Ese discurso de cuidar la plata pública choca de frente con el deterioro que muestra la salud provincial. Justo en el Día Mundial de la Prevención del Suicidio, cifras del Sistema Nacional de Información Criminal ubicaron a la provincia con una tasa récord de 14,2 víctimas cada 100.000 habitantes, superando con holgura la media del país de 11,8, en un marco donde los propios balances oficiales revelaron que el área de salud mental apenas ejecutó el 31,2% de su presupuesto asignado.
A este cuadro sanitario crítico se suma el duro impacto económico sobre los hogares. En el ámbito parlamentario se advirtió que miles de familias ya se endeudan con tarjeta de crédito simplemente para comprar comida, una realidad asfixiante que contrasta con los anuncios oficiales en el Parque Industrial El Pantanillo, donde el Ejecutivo impulsa exenciones impositivas totales de Ingresos Brutos para grandes empresas mientras mantiene deprimidos los sueldos de los empleados públicos.
El manejo de los recursos también genera controversias en la infraestructura cotidiana. Mientras en plena siesta capitalina las luces de la calle quedan encendidas al mediodía sin que nadie controle ese gasto energético, el mandatario firmó con el Gobierno nacional el traspaso de 180 kilómetros de rutas para instalar cabinas de peaje sin límite de precio, abriendo un negocio vial millonario a favor de la empresa de Guido Mogetta.
Rutas transferidas, peajes a favor de empresarios y focos de protesta en el interior
El polémico acuerdo por las rutas nacionales 38, 60 y 157 desató sospechas en el arco legislativo por haber servido de canje político a cambio de votos en el Congreso. En vez de exigir que la Nación envíe los fondos de Vialidad que corresponden por ley para reparar los caminos destruidos, la Casa de Gobierno aceptó cobrarle una tarifa extra a los automovilistas mediante barreras privatizadas.
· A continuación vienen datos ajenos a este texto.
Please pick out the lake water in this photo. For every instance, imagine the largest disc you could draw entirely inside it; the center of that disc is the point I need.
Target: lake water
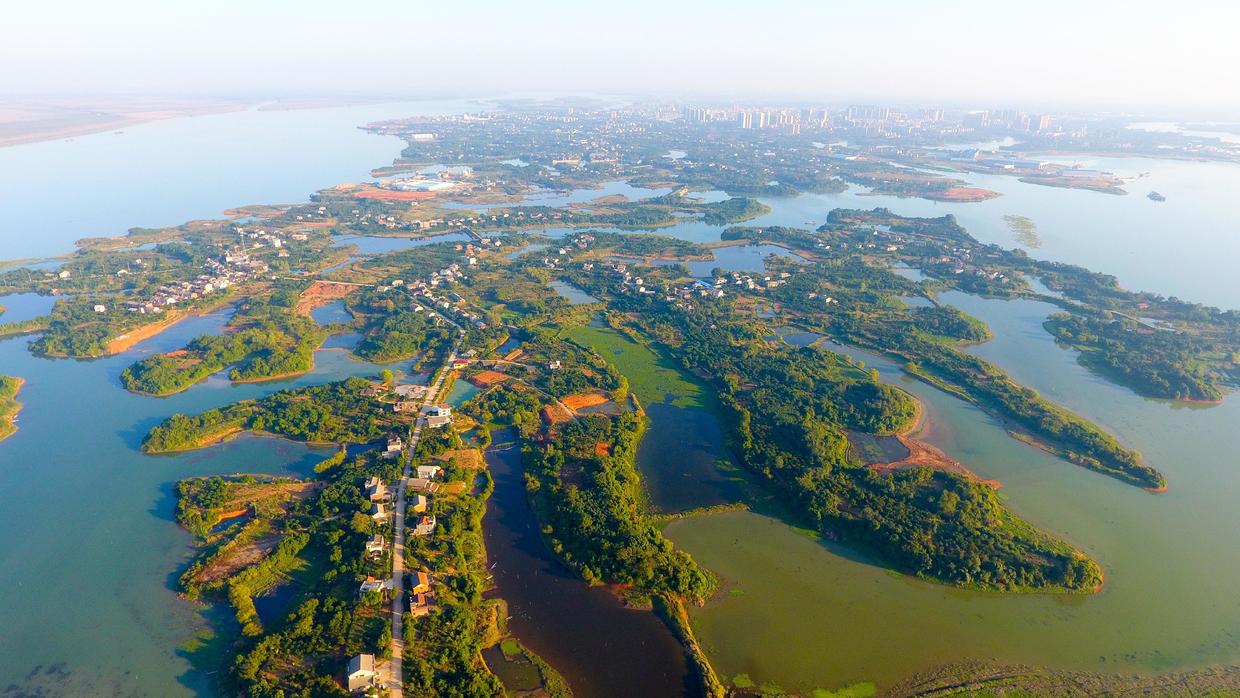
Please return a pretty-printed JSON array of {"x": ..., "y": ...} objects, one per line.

En el interior provincial, la tensión social desmiente los anuncios de armonía que pregona el oficialismo. En el departamento Belén, el Ministerio de Minería utilizó personal policial para asegurar la entrada de la empresa Amalaya en Aguas Calientes, mientras los vecinos de Peñas Negras denuncian violencia e impiden las tareas de prospección minera, un clima de conflicto que se repite en la Capital con las movilizaciones de taxistas contra la falta de control al transporte por aplicaciones.